0
votes

I started a project with a grammar that used % (and the word mod) for modulus operators, and now I would like to add % as a trailing unary operator to divide by 100.

A few notes, I don't work with a C-based language, I have implemented my own tokenizer/compiler using the XML output from bison. And my choice of steps are critial for my implementation.

Is there a way I can make my grammar to compile without any shift/reduce errors in a LALR(1) compiler?

Basically the following statements are all valid:

  • 5% -> 0.05
  • 5%%5 -> 0.05 mod 5
  • 5%%%5 -> 0.0005 mod 5 etc.

I just don't know how to formulate this into my grammar:

%token S_NUM

%%

default: mod_term ;

mod_term: _mod_value
    | percent_term ;

_mod_value: mod_term O_PERCENT percent_term ;

percent_term: _percent_value
    | value ;

_percent_value: value O_PERCENT ;

value: S_NUM ;

%%

I also compile it using the following statement: bison -v --report=all --warnings=no-other -Werror=conflicts-sr --xml test.y -o test.y.xml

(Where I force shift/reduce as errors because of my environment)
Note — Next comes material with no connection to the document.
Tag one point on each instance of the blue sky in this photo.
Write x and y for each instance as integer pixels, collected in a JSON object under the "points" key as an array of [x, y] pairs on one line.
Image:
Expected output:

Any ideas? I've played around with %left and %right specifiers, but no luck.

2
What error do you get, on what states? - user207421
You probably need to add some more examples. If the input was 6 % 5, it would be 6 modulus 5. If the input was 8%% % 5, it would be 8 times 0.01 times 0.01 modulus 5. I'm not sure there is a way to make that unambiguous. When you get to the second % in 8%% % 5, you have to look two tokens ahead to determine that there is a number after the next percent — which means your grammar is not LALR(1). Looking at the first percent, you have to look three tokens ahead to know what you're dealing with. I think you need to redesign your language. - Jonathan Leffler
@JonathanLeffler thanks for the response, I did add the examples you mentioned in my original post. And, yes, you are correct about LALR(1) not being sufficient. My two options are to deprecate the % as modulus and use only mod, or I can redesign the language and implement the parser again to compensate. I was just hoping there was something easier... low hanging fruit. For now I am using mod as modulus and % as percent, and hoping there was no implmentation using this. - Marius
Please post comments after you've edited the question, not before you've edited the question. It's annoying to see "I did add the examples" in a comment only to see that the question has not yet been edited. Basic courtesy, please! - Jonathan Leffler
Yes, I did mean add additional examples. I did see the three in the question — they come across to me as mostly ambiguous. If there's no extra information that can be usefully added, then I stand by my "I don't think the existing design is good; it is inherently ambiguous and not LALR(1)". I'm not sure of the benefit from using a modulus operation on a fractional value by an integer quantity — that's just the fractional value again, assuming a floating-point modulus operation at all. But that's your problem. And I don't think you can make it simply clear how this postscript % works. - Jonathan Leffler

2 Answers

1
votes

The ambiguity you have here is between '%' being a postfix operator and an infix operator. This is very similar to the common expression parser issue with '-' being both a prefix and an infix operator, and you can solve it the same way with an explicit %prec directive. The traditional way to write this would be:

%left '%'            /* left-associative infix operator */
%nonassoc POSTFIX    /* postfix operations are higher precedence */
%token VAL
%%

expr: expr '%' expr
    | expr '%' %prec POSTFIX
    | VAL
    ;

using precedence to solve both the associative ambiguity of infix-% and the precedence ambiguity between infix and postfix.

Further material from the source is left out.